The pipeline of metaX is platform-independent and is easy to use for analysis of metabolomics data generated from mass spectrometry.
The online version of this article (doi:10.1186/s12859-017-1579-y) contains supplementary material, which is available to authorized users.
Biochemicals (metabolites) with low molecular masses are the ultimate products of biological metabolism, while a metabolome represents the total composite in a given biological system and reflects the interactions among an organism’s genome, gene expression status and the relevant micro-environment . The most prevalent technology used in analysis of metabolomics is non-targeted mass spectrometry (MS) coupled with either liquid chromatography (LC-MS) or gas chromatography (GC-MS) [2, 3]. Generally, these techniques generate a set data of mass spectra with chromatography that includes retention time, peak intensity and chemical masses. Data analysis involves stepwise procedures including peak picking, quality control, data cleaning, preprocessing, univariate and multivariate statistical analysis and data visualization. A number of software packages are available for MS-based metabolomics data analysis as listed in Table 1, including propriety commercial, open-source, and online workflows. The MS manufacturers generally provide propriety software, like SIEVE (Thermo Scientific), MassHunter (Agilent Technologies) and Progenesis QI (Waters), which are often limited in scope and function. Open-source software, such as XCMS , CAMERA , MAIT , MetaboAnalyst  and Workflow4Metabolomics , usually cover limited processing steps. There is no such comprehensive pipeline that is used across the metabolomics community [9, 10]. Referring to the capabilities of the tools mainly used (as shown in Table 1), an automatic and comprehensive open source pipeline is urgent in bioinformatics analysis of metabolomics. Basically, the pipeline aims for users to easily perform end-to-end metabolomics data analysis with a flexible combination of different methods to efficiently integrate new modules and to build customized pipelines in multiple ways.

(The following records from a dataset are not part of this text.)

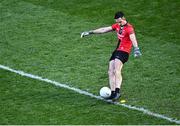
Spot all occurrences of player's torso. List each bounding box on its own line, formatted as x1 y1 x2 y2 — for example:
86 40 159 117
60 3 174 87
116 24 132 53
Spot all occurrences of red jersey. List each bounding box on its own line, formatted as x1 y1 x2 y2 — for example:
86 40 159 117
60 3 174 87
112 23 134 53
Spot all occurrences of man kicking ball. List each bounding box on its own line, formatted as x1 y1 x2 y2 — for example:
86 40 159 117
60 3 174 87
81 12 141 100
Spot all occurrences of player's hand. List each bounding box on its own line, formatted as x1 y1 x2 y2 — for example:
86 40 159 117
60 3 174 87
81 31 90 38
134 47 142 58
81 30 94 38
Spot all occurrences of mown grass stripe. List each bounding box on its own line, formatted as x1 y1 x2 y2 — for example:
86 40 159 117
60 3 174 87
0 65 180 124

We herein developed a comprehensive workflow for analysis of metabolomics data, termed metaX. At the present time, R  is a popular statistical programming environment and provides a convenient environment for statistical analysis of metabolomic and other -omics data [12, 13]. We thus designed metaX as an R package that automates analysis of untargeted metabolomics data acquired from LC/MS or GC/MS and offers a user-friendly web-based interface for data quality assessment and normalization evaluation. This workflow, which is open source and rich in functions, encourages experienced programmers to improve the relevant functions or to build their own pipeline within the R framework. Overall, metaX aims to be a tool array that utilizes an end-to-end statistical analysis of metabolomics data.
A stepwise overview of data processing using metaX is illustrated in Fig. 1.
In general, metaX can take mzXML files as input or a peak table file as input. If taking mzXML files as input, metaX will use the R package XCMS  to detect peaks, then use the CAMERA  package to perform peak annotation. If a peaks table file is an input, metaX transforms the table data from a peak detection software, such as Progenesis QI (exported comma separated value (csv) format file), into an R object compatible with the subsequent workflow.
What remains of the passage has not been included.